Personalising medicine based on gut reaction

No, we are not talking about jumping to conclusions, but the reactions carried out by the gut microbiome – that is, the diverse cocktail of bacteria residing in the gut of each individual. These bacterial symbionts have previously been introduced in our previous blog Microbiome: Meet your multitude.

Bespoke biochemists

Before absorption, most orally administered drugs will encounter the hundreds of species of bacteria that reside in our gastro-intestinal tract. This mélange of bacterial species is thought to encode about 100 times more genes than the human genome. This provides an immense amount of genetic diversity which can function in unison as a metagenome specific to the individual. The microbiota can, and do, perform a plethora of biochemical transformations in the gut, the majority of which remain poorly understood. At least until now.

Community culture

Earlier this year, the Donia research group at Princeton published a screening protocol that they developed for probing “Microbiome-Derived Metabolism” or MDM[1]. The power of the MDM-Screen reported by the Donia group lies in the way that a sample of the microbiome is cultured as a community. This provides a picture of the functional effects of the gut metagenome as a whole, whereas previous techniques have sought to isolate individual bacterial strains responsible for metabolic transformations. In other words, the bacterial species of the microbiome do not work in isolation, therefore ensuring that as many of them as possible are present in any screening set-up is important.

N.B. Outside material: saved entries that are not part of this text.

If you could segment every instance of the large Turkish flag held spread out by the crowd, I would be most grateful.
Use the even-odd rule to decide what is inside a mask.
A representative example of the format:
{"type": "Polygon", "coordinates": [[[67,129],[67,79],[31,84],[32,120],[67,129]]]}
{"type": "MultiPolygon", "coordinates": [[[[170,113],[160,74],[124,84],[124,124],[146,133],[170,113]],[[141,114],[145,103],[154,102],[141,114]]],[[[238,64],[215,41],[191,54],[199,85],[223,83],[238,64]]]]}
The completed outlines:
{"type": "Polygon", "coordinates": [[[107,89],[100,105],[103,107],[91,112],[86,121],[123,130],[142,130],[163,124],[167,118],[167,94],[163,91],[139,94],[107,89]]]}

The researchers used their MDM-Screen protocol to investigate differences in metabolism of known drug molecules between different subjects. Of 575 drugs which were tested in the screen, 57 were identified as being altered by the gut microbiota. A staggering 80% of these were reported as interacting with the microbiome for the first time.

Digestive diversity

A subset of these 57 interacting drugs were studied in bacterial samples cultured from a panel of healthy volunteers. Interestingly, for more than half of the drugs in the subset, the detected levels of metabolism varied from subject to subject. In some cases, the reported metabolite either inactivated the drug, or changed it into a toxic compound.

This variation in MDM could go some way to clarifying previously unexplained differences in patient treatment outcome such as predicting side effects or efficacy of the treatment. Additionally, the availability of robust processes to test MDM could also lead to changes in the drug development process. For example, allowing pharma companies to take account of likely microbiome induced problems ahead of clinical trials, or allowing a more granular backward looking view of clinical data to be taken.

Personalised protection

The data from the MDM-Screen relates to the microbiome environment on an individual level. As a result the MDM-Screen protocol can be used to select patient subgroups on the basis of whether metabolism of a given drug takes place in the gut. Where inactivating metabolism is avoided in the subgroup, a lower dose of the drug may be used. Where a toxic metabolite is avoided, reduced levels of side effects can be obtained for the patient subgroup.

This is relevant in the patent world, because these effects may, in some cases, be deemed novel and inventive, when based on the selection of a patient subgroup having the appropriate community of bacteria living in their gut. Since the defining feature of such a patient subgroup is driven by a physiological property (the activity of the microbiome) this subgroup selection can in principle be the subject of a “further medical use” patent claim.

Perhaps we will soon see the emergence of patent claims looking to cement a new tranche of protection for orally administered drugs in this way.